Pembicaraan mengenai rokok termasuk pembicaraan abadi yang tidak pernah ada habisnya. Saking abadinya, seorang habib dari malang pernah mengulas perihal seorang perokok yang masuk surga. Alkisah perokok tersebut, sebut saja Gus Mul diberi hadiah untuk masuk surga, semoga ya Gus. Sebelum melewati pintu surga, dia bertanya kepada malaikat penjaga surga.
"Pakdhe malaikat, boleh nanya?"
"Silakan Gus, nanya aja. Ini udah di akhirat, gak perlu takut dihujat haters." Sang Malaikat merespon.

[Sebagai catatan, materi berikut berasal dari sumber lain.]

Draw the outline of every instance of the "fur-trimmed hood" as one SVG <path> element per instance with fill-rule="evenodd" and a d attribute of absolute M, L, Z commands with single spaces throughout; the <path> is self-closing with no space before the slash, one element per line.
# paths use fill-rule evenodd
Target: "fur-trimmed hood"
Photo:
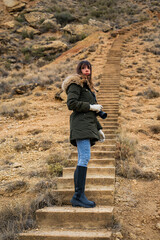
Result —
<path fill-rule="evenodd" d="M 90 85 L 87 78 L 84 78 L 84 77 L 82 77 L 79 74 L 70 75 L 70 76 L 66 77 L 65 80 L 63 81 L 63 83 L 62 83 L 62 90 L 64 92 L 66 92 L 67 88 L 72 83 L 76 83 L 77 85 L 80 85 L 81 87 L 83 87 L 83 83 L 84 82 L 87 82 L 87 84 Z"/>
<path fill-rule="evenodd" d="M 66 92 L 67 88 L 72 83 L 76 83 L 77 85 L 80 85 L 81 87 L 83 87 L 83 79 L 82 79 L 82 77 L 79 74 L 74 74 L 74 75 L 70 75 L 70 76 L 65 78 L 65 80 L 62 83 L 62 90 L 64 92 Z"/>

"Gini, di Surga nanti ada rokok ndak?" tanya Gus Mul sambil mengernyitkan wajahnya yang tampan.
"Yaa jelas ada dong Gus." Jawab Malaikat sambil tersenyum ramah. Dengan wajah berseri-seri seperti anak yang baru dapat angpao lebaran, Gus Mul masuk ke dalam surga.
Namun, baru duduk di surga selama sepuluh menit, Gus Mul marah dan menemui Sang Malaikat dan bertanya untuk kedua kalinya.
"Pakdhe Kat (malaikat), ini gimana maksud sampean?"
"Apalagi to Gus, kan sudah dapat rokok." Balas malaikat heran.
"Dapat sih dapat. Tapi nyalainnya pripuun. Wong gak ada api disini." Gugat Gus Mul.
"Heuheuheu. Kalau pengen api ya sana, ke neraka." Jawab Malaikat.
"Huaaassyyeemm!" Gus Mul menggerutu sambil berjalan balik ke tempatnya dan agak nyesel masuk surga.
Itu baru satu pembahasan mengenai rokok. Memang sih, jika membahas rokok tidak ada habisnya. Ya itu tadi. Abadi! Apalagi bagi mereka yang anti rokok. Di setiap seminar selalu membahas bahaya dan dampak rokok bagi diri sendiri, lingkungan dan sembarang kalir. Seolah-olah rokok adalah monster mengerikan melebihi ngerinya kita saat BAB dan baru sadar saat-saat terkahir kalau WCnya ternyata mampet. Adalagi seorang ustadz dari bandung, tutur katanya halus, juga pernah membahas masalah rokok. Beliau menganalogikan kurang labih seperti berikut :
Rokok satu bungkus berapa? Sebut saja 15.000. Jika sehari satu bungkus, maka sebulan bisa habis 450.000, setahun bisa habis 5.400.000. Anda sudah merokok berapa tahun? Anggap saja 10 tahun. Maka uang yang telah dipakai untuk rokok sudah mencapai 54 juta. Uang sebanyak itu kalau saja anda tidak merokok sudah bisa dipakai untuk membeli mobil. Betul tidak? (dengan nada yang khas).
Memang sekilas sangat masuk akal. Namun analogi seperti itu jika dilemparkan kepada ahli hisab yang kritis akan mendapat balasan yang sangat menohok. Alkisah, seorang perokok ditemui oleh kawannya yang tidak merokok. Kemudian kawan yang anti rokok tersebut memberi pencerahan bahwa rokok tidak ada manfaatnya, kemudian memberi gambaran sama dengan gambaran yang disampaikan olah ustad aa' tadi. Setelah panjang lebar memberi penjelasan, si anti rokok ini langsung bungkam setelah mendapat satu kalimat pertanyaan dari kawannya yang merokok. "Lha, mobilmu mana?".
Saya sendiri sebagai perokok ya tenang-tenang saja kalau ada yang mengharam-haramkan rokok. Malah saya senang sekali apabila ada yang datang kepada saya pada saat sedang rokok'an dan membahas tentang bahayanya rokok. Sambil dia memaparkan data bahaya kandungan rokok, saya terus mengembuskan asap ke wajahnya. Anda yang merokok juga dapat mencobanya, dan itu sangat nikmat sekali pemirsa!
Lagipula, kalau rokok diharamkan, tembakau dilarang. Saya sebagai penduduk (yang insyaallah) pribumi langsung teringat salah satu kota di Jawa Tengah. Kudus. Bagaimana nasibnya nanti? Kalau seandainya tembakau, rokok dilarang. Apakah gapura "Kudus Kota Kretek" harus dirubuhkan? Atau ditaruh mana lagi? sungguh-sungguh terlaalu.